Hz. İbrahim’in, Hz. İshak’ın torunu ve Hz. Yakub’un oğlu Peygamber oğlu, Peygamberin torunun oğlu bir peygamber olmasına rağmen Mısır’da Mâliye Bakanlığı yapıyor. Niçin? O günlerde bir medeniyet merkezi olan Mısır’a tevhid hakikatını yerleştirmek için… Yedi sene bir kıtlığın nasıl atlatılıp idare edileceği hangi tedbirlerin alınacağı hususu çok mühim. Böyle bir krizi çözmek, riskleri rızıklara çevirmek Mısır toplumunun unutamayacağı ve büyük bir minnet duyacağı bir mesele, bu güzel ve hayırlı hizmetiyle Yusuf  Aleyhisselamı  gönüllerinde taht kurdu ve tevhid-i imanı onlara tanıttı. Ondan asırlar sonra Mısır’a gelen Musa Aleyhisselama karşı Firavun zâlimce davranınca, “Firavun hanedanından olup o zamana kadar iman ettiğini gizleyen biri kalkıp şöyle dedi:  ‘Ne o, bir insanı siz, Rabbim Allah’tır, dedi diye kalkıp onu öldürecek misiniz? Halbuki o size  Rabbiniz tarafından açık belgeler ve mucizeler getirdi. (…)   Daha önce Yusuf da size açık açık delillerle gelmiş, siz onun getirdiği gerçek hakkında da şüphe edip durmuştunuz.” (12/ 28 ve 34. Âyetler)buyuruluyor. Yani Yusuf Aleyhisselamın sesi soluğu seneler sonra Mısır Saraylarında çınlıyordu…

Neticede Cenab-ı Hak, kuyudan, zindandan çıkarıp Mısır’ın en mühim bir makamına yükselttiği Hz. Yusuf Aleyhisselamı babası ve kardeşleriyle buluşturdu. Kardeşlerini affetti.

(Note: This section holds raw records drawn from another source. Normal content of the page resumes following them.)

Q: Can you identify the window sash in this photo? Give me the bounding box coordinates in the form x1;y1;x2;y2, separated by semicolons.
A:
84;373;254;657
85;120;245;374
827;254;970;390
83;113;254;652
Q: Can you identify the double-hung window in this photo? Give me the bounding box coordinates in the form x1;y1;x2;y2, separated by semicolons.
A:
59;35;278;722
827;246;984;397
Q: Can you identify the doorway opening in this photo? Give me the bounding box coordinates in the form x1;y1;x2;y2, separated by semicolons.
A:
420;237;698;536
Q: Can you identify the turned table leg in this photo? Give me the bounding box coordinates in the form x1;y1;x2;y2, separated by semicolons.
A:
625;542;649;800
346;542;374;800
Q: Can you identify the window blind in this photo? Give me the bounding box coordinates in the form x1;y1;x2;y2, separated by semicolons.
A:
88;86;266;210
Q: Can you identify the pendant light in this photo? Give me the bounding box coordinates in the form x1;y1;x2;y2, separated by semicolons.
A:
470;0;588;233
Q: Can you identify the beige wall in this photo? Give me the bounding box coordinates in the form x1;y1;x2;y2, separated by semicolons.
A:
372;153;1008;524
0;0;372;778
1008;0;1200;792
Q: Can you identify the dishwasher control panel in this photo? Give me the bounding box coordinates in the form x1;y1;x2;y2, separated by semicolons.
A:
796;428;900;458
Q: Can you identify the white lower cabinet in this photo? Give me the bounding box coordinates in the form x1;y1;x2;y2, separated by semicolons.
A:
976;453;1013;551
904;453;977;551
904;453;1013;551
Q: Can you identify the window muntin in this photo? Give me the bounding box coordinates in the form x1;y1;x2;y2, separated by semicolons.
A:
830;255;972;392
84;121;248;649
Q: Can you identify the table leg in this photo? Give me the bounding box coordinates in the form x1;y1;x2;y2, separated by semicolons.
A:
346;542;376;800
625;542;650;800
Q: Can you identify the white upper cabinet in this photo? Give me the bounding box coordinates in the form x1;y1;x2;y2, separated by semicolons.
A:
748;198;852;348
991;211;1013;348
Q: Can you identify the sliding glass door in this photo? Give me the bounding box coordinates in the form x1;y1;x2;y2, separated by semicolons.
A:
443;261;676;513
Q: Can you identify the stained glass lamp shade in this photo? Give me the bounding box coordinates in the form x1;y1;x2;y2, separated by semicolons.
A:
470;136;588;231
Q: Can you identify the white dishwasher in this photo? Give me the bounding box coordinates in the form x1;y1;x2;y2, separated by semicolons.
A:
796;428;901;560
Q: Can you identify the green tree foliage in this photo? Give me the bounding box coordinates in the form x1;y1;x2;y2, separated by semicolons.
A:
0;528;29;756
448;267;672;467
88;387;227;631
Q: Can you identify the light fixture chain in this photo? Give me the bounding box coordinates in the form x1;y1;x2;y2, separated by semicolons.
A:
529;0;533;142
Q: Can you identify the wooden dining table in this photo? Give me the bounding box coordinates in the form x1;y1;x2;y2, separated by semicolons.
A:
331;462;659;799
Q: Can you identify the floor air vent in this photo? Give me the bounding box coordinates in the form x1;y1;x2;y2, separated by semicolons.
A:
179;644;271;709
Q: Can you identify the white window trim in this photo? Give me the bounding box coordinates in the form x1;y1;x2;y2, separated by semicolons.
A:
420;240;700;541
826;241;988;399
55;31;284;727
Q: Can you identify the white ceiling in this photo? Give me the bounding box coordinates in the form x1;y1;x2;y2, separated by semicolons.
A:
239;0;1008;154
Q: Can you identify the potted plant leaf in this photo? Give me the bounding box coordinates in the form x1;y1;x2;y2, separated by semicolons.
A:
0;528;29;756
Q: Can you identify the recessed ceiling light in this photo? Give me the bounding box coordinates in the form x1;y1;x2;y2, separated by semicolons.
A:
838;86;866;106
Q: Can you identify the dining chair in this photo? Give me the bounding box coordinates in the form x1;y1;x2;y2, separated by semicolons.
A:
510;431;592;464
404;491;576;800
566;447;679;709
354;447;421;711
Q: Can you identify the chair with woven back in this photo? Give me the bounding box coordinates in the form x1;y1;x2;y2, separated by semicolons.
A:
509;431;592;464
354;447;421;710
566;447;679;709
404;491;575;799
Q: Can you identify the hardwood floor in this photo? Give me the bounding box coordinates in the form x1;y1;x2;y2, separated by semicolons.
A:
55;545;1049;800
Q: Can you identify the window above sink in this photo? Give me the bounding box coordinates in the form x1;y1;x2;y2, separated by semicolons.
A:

“Yakup ailesi Mısır’a gelip Yusuf’un yanına girdiklerinde Yusuf, annesi ile babasını kucakladı ve ‘Allah’ın izniyle Mısır’a güven ve huzur içinde girin!’ dedi. Annesi ile babasını tahta oturttu. Hepsi onun önünde eğildiler. Yusuf: ‘Babacığım! dedi, işte küçükken gördüğüm rüyanın tabiri! Rabbim  o rüyayı gerçekleştirdi. (…)  (Yusuf Aleyhisselamın son duası:) Yâ Rabbî!  Sen bana iktidar ve hâkimiyet verdin. Mukaddes metinleri ve rüyaları yorumlama ilmini öğrettin. Ey gökleri ve yeri yaratan! Dünyada da, âhirette de mevlâm yardımcın Sensin. Sana tam itaat içinde bir kul olarak ruhumu al ve beni sâlih kulların içine dahil eyle!” (Yusuf Suresi, 12/99-100-101 âyetleri) 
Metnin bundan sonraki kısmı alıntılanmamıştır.